We eat salad every night and the challenge of keeping fresh, crisp, green romaine has become a pain.  Will you please share some of your ideas with me on the subject?  Thank you.  Betsy.


----------



## Selkie (May 26, 2010)

Keep it as dry as possible.


----------



## missM (May 26, 2010)

I know plastic bags are anathema now, but if you are like me and often forgt to take your own bags to the supermarket, you will probably receive your vegetables in blue or green bags at the checkout.

I use them to keep my greens fresh and crisp for quite long periods.
Wash the greens and shake dry, then simply put them in the coloured bag, tie loosely and refrigerate.   
Works for me every time.


----------



## babetoo (May 26, 2010)

i only buy living butter lettuce. and i tear off what i need rather than cut it. it will be fresh crisp for a month.

i might buy the odd bag of ready to eat bags of various lettuce, only if i have company and will use it all for one meal.


----------



## spork (May 27, 2010)

I wrap lettuces in paper towel.  It absorbs moisture and keeps them dry.  When the paper towel dampens, I re-wrap with fresh paper towel.  It helps.


----------



## Alix (May 27, 2010)

Don't cut any lettuce, tear instead, wrap in paper towel and then in a ziploc to keep it fresh.


----------



## DaveSoMD (May 27, 2010)

I use the paper towel trick also.  Wash, spin dry, pat dry, wrap in paper towel and keep in a bag.


----------



## ChefJune (May 27, 2010)

The secret (not really a secret ) is to NOT wash your produce until you are ready to use them. Water is their friend only when they are in the ground.  After picking, water just abets their rotting.

I bring home my greens and wrap them loosely in paper towels, then into the crisper. When ready to use, I wash them, and dry them as well as possible, if they're for salad. If I'm sauteing, I just shake them dry.

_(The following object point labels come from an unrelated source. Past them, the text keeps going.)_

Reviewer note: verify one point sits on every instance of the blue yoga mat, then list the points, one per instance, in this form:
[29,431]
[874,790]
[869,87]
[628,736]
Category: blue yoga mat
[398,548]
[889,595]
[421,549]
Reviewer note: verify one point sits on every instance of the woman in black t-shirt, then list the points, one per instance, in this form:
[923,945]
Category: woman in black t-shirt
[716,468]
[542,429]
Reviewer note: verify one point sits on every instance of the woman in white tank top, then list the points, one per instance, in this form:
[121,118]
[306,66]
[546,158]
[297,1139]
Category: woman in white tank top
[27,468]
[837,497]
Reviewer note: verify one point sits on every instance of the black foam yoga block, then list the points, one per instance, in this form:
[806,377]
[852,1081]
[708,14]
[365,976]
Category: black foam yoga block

Depends upon how fresh the veggies are when they go into the crisper, but most of the produce from the Greenmarket will keep up to 2 weeks that way.


----------



## ChefJune (May 27, 2010)

Alix said:


> Don't cut any lettuce, tear instead, wrap in paper towel and then in a ziploc to keep it fresh.


 
mmm. I don't tear the lettuce until it's salad time. Otherwise it runs the risk of getting brown edges.


----------



## missM (May 27, 2010)

I'm afraid I have little faith in crispers. Most things I put in mine, turn into liquid fertilizer in no time at all. They are terribly efficient that way I find Lots of people I know, term them "rotters"

If anyone has some hints on how to prevent this situation, apart from keeping them scrupulously clean - which I do - please let me know


----------



## CherokeeRose (May 27, 2010)

If I know I am going to use the lettuce quickly then I go ahead and cut it up and store it in the fridge in water that I add just a pinch of salt to.  Then when it is time to use the lettuce I use a colander and pour the lettuce into it.  Rinse it off to get off excess salt water and then put it on paper towels and pat dry.  Of course lettuce goes quickly in our family.  Salads are an everyday meal.  Lunch and dinner and sometimes a late night snack.


----------